Ella no espera en sí misma. Nada de sí misma. Demasiado ensimismada. Sólo vine a ver el jardín donde alguien moría por culpa de algo que no pasó o de alguien que no vino.
Ella es un interior. Todo ha sido demasiado y ella se irá.
Y yo me iré. (1972)


Los poemas de Alejandra Pizarnik nombran y poseen, nos obligan a descifrar y a entrar en los ritos dialécticos de la realidad, que es destructiva y constructiva a la vez. Son juegos cognoscitivos y mágicos, donde la palabra siempre termina buscándose a sí misma, y Alejandra siempre se pierde. Pero este juego siempre desprende un goce, como cualquier juego, y termina agrandando los límites de la sugestión y connotación de las palabras que se habían perdido y que se vuelven a encontrar para alejarse totalmente de la percepción habitual. Es como si sus poemas finalmente fueran un adecuado tipo de silencio.
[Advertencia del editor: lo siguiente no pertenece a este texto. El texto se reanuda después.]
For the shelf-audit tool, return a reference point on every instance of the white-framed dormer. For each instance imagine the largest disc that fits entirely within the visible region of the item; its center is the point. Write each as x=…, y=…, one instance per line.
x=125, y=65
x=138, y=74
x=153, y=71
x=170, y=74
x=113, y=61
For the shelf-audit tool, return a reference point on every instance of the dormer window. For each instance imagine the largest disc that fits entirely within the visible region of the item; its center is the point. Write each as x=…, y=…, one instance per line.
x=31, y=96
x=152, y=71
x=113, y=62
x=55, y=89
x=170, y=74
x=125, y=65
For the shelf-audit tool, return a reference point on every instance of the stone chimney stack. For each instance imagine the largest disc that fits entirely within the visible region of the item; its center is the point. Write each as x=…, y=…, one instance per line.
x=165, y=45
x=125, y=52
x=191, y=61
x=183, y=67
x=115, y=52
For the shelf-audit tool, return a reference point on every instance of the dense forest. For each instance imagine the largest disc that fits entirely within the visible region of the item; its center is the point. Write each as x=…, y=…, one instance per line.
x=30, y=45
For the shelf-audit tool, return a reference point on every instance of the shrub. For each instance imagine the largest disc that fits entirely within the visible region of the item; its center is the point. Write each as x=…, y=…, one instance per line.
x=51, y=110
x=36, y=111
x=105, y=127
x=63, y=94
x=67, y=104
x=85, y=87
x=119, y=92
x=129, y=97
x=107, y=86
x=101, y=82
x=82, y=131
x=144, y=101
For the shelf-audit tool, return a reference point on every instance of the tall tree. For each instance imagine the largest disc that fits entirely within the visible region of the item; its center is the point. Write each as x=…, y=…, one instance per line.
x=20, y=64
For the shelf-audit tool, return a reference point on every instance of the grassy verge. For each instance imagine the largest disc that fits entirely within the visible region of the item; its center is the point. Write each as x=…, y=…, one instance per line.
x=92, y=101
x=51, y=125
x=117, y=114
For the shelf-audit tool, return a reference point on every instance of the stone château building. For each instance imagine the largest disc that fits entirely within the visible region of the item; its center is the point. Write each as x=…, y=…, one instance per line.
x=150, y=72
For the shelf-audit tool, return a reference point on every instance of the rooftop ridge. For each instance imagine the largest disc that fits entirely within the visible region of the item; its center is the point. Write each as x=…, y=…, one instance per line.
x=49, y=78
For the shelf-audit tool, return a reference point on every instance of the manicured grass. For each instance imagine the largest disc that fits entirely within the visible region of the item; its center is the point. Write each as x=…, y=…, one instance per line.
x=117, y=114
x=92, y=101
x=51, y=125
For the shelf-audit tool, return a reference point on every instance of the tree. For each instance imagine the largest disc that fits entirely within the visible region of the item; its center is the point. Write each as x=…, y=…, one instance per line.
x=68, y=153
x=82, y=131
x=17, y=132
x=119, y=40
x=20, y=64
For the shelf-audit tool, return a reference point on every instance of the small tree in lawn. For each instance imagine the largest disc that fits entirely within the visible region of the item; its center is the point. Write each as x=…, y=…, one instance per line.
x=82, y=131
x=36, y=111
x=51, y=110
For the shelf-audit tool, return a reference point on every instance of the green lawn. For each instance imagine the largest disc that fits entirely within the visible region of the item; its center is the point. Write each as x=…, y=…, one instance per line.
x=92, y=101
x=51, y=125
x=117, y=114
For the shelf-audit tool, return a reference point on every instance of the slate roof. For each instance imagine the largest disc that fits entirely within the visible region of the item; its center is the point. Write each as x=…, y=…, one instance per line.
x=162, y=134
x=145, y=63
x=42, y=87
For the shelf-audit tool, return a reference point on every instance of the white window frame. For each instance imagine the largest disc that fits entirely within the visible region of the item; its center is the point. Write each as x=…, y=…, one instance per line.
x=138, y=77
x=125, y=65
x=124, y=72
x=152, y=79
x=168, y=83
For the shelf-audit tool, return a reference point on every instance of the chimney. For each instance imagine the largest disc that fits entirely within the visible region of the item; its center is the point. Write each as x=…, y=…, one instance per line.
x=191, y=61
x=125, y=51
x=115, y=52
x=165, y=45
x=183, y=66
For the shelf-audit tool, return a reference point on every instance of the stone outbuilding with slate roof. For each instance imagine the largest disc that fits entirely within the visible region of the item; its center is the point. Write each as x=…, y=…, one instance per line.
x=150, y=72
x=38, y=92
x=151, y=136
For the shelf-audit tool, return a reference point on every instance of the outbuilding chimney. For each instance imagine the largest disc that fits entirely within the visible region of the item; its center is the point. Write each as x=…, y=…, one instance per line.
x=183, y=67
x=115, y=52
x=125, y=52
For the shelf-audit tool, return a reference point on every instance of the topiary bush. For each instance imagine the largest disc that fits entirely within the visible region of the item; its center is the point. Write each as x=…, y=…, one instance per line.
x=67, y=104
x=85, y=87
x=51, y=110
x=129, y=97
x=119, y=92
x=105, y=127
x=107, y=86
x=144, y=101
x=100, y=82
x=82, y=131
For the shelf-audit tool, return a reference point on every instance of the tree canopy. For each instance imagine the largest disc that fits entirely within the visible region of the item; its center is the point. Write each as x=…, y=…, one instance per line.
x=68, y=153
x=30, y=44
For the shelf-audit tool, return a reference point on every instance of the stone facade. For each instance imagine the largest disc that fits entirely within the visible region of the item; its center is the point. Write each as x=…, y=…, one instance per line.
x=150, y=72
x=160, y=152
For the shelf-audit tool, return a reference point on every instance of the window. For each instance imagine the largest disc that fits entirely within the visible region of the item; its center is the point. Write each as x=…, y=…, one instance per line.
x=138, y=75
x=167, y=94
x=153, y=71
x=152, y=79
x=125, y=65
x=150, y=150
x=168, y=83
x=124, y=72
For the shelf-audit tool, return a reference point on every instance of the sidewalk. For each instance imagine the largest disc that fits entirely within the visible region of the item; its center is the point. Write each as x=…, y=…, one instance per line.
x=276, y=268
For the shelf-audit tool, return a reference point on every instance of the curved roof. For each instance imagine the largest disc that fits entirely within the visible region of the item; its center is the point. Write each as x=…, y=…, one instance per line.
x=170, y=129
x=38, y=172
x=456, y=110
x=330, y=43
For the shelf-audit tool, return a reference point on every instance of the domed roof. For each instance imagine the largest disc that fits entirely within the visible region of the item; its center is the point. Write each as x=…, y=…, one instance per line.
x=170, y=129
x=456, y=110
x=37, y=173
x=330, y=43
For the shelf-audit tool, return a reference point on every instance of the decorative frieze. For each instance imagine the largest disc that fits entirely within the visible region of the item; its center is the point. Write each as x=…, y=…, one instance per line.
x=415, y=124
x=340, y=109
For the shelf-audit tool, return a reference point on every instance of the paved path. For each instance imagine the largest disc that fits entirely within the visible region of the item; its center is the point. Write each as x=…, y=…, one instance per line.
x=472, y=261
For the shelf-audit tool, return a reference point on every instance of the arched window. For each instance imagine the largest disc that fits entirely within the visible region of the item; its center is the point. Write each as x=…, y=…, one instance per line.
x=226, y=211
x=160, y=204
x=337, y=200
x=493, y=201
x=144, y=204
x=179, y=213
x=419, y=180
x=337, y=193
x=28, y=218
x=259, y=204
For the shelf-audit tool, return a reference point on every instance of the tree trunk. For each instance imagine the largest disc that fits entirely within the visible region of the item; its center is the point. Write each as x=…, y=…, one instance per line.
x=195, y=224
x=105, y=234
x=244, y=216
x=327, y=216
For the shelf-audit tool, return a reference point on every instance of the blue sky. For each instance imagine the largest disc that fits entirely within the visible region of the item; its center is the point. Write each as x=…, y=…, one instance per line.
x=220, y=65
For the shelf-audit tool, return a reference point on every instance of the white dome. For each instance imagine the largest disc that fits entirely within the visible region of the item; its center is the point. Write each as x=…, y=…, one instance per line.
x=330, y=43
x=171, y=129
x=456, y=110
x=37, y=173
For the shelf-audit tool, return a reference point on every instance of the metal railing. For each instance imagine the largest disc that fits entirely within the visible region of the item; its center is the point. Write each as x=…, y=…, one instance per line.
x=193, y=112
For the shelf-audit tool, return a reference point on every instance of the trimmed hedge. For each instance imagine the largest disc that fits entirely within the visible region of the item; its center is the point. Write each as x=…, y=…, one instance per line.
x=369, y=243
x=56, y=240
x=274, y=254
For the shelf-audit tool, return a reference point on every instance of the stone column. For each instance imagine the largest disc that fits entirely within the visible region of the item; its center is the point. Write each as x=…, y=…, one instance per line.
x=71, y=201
Había que escribir sin para qué, sin para quién. / El cuerpo se acuerda de un amor como encender la lámpara. / El silencio es tentación y promesa. (del poema “Fuga en lila”)

En casi todos sus textos Alejandra habla de sí misma como si hablara de otra. Y, en tanto estructura impresa por la escritura, son actos muertos, siempre y cuando no sean re-actualizados por la visión interna del lector. Por eso se hace más que necesaria la ruptura con una “lectura lineal”, para que el lector sea capaz de re-vivir los nódulos de intuición y emoción del poema y cerrar, así, el circuito de comunicación de su poesía. Quizás, ésta sea una de las claves más significativas para comprender la oración final de Alejandra Pizarnik:

"Y que de mí no quede más que la alegría de quien pidió entrar y le fue concedido".